Prefect — A modern, python-native data workflow engine

Michael Ludwig
Make It New
Published in
10 min readSep 16, 2020

--

At one point working in a data project, you will always end up with multiple (dependent or independent) data processing steps that you need to somehow connect, schedule for periodic execution, and also monitor for errors in production. This is usually the time you either hack together some unreliable bash script orchestrating these steps or you are looking for a dedicated workflow engine. In this article, I want to give you some insights into one of the newer tools in this area called Prefect.

Motivation

The space of workflow orchestration tooling is quite big and there are some well known and often used engines in there like Apache Airflow, Luigi, or Oozie besides many commercial options. Nevertheless, this list is long and it could mean that many of these tools are not perfect and don’t fulfill all user requirements. When the need presented itself for such a tool in a previous project, I began looking for new promising options without defaulting to the hyped Apache Airflow. One of the reasons why Prefect was chosen is that it allowed us to start easily without the need for a central server with its open-sourced Prefect Core engine. Since we started using Prefect in the end of 2019 many things have changed like the release of Prefect Cloud and Server which are in big parts open-source and accompanied with great managed service offerings that are especially useful for smaller teams. If you want to compare some of the details e.g. to Apache Airflow I can recommend the following blog article: https://medium.com/the-prefect-blog/why-not-airflow-4cfa423299c4

Typical example DAG

Additional motivations to use Prefect are the handling of task and data dependencies as Directed Acyclic Graph (DAG) which is a great way to model this problem. If you look at other tools in that area like AWS Step functions which is using state machines for their workflows you can see that there are multiple ways to address this problem. An example DAG you can see on the left. The basic idea is that you model the graph with concrete tasks which are depending on other tasks and optionally on their produced data as input for downstream tasks. In Prefect this is modeled quite natural in plain Python and normal function arguments and return values all programmers are used to.

Overview

Prefect consists of several components where many can be used optionally.
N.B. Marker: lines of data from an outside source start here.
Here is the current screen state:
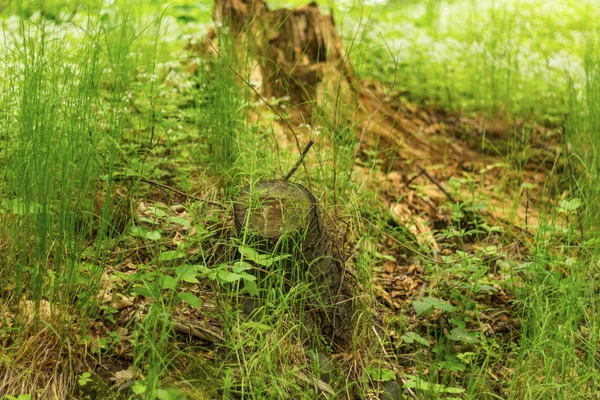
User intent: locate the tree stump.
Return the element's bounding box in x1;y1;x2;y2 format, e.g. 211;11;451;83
214;0;355;117
234;180;353;346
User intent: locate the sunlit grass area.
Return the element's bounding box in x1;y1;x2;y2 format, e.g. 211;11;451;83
0;0;600;400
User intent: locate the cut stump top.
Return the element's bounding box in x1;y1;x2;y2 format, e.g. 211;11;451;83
234;180;317;240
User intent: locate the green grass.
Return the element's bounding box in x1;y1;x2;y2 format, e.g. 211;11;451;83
0;0;600;399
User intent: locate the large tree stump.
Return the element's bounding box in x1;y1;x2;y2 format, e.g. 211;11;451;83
234;180;353;346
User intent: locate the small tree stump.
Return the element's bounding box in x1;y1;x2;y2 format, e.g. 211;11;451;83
234;180;353;346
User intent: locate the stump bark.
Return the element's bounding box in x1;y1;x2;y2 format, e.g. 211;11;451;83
214;0;355;117
234;180;353;347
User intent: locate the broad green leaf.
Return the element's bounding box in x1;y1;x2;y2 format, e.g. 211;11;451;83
413;297;454;314
240;272;256;281
558;199;583;213
133;285;154;299
402;332;430;347
403;375;465;394
244;279;258;296
175;265;198;283
148;207;166;218
146;231;162;241
367;366;396;382
448;328;479;344
238;246;260;262
158;250;185;261
169;217;190;229
178;292;202;308
413;300;433;314
217;269;242;283
130;225;148;237
160;275;178;289
231;261;253;273
238;246;290;268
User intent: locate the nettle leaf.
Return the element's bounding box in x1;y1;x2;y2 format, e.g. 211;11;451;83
402;375;465;394
132;285;154;299
146;231;162;241
175;265;199;283
177;292;202;308
148;207;167;218
238;246;290;268
258;254;291;267
367;366;396;382
240;272;256;281
448;328;479;344
413;297;454;314
231;261;253;273
244;280;258;296
238;246;260;262
217;269;243;283
558;199;583;213
402;332;431;347
160;275;178;289
138;217;158;225
169;217;190;229
413;300;433;314
130;225;148;237
158;250;185;261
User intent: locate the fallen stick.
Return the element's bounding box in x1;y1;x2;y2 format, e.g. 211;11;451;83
416;164;458;203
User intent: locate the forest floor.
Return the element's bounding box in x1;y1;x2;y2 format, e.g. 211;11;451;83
0;0;600;399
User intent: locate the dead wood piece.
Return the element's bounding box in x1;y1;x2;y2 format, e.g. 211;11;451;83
417;164;457;203
234;180;353;347
214;0;354;115
172;318;224;343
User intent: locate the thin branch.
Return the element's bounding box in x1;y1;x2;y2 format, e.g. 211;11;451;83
283;139;315;181
560;125;585;243
416;164;458;203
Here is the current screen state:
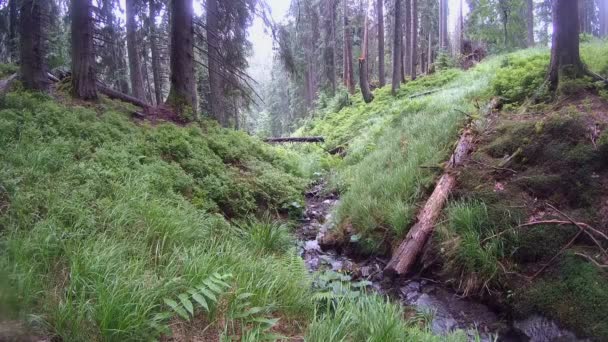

The central component is Prefect Core which is the basic framework to define flows and tasks including the possibility to run them locally. It is available in PyPI as a pip package and can be installed like the following into a virtual environment or globally.

pip install prefect

Workflows with Prefect Core can also potentially be used in production setups if you schedule, log, and monitor the execution yourselves. This is for example possible with the Cron functionality of AWS ECS Fargate and AWS CloudWatch services. Nevertheless, you would miss out on many things that Prefect can offer you as an integrated workflow platform like the great and modern UI they provide for you. If you want to use this you have the choice to use Prefect Server, host and secure it yourself, or use their managed Prefect Cloud offering.

Example

In the following example (https://github.com/ludwigm/prefect-demo-flow), I want to run you through how a potential Prefect flow may look like. This is a simplified example and in reality, you probably have more complex flows with more and bigger tasks. It should still give you the possibility to see what you can do with this tool. The example contains classical parts you see in many ETL flows consisting of different steps for Gathering of data (Extract), preparing and aggregation of data (Transform), and providing them somewhere as an output (Load).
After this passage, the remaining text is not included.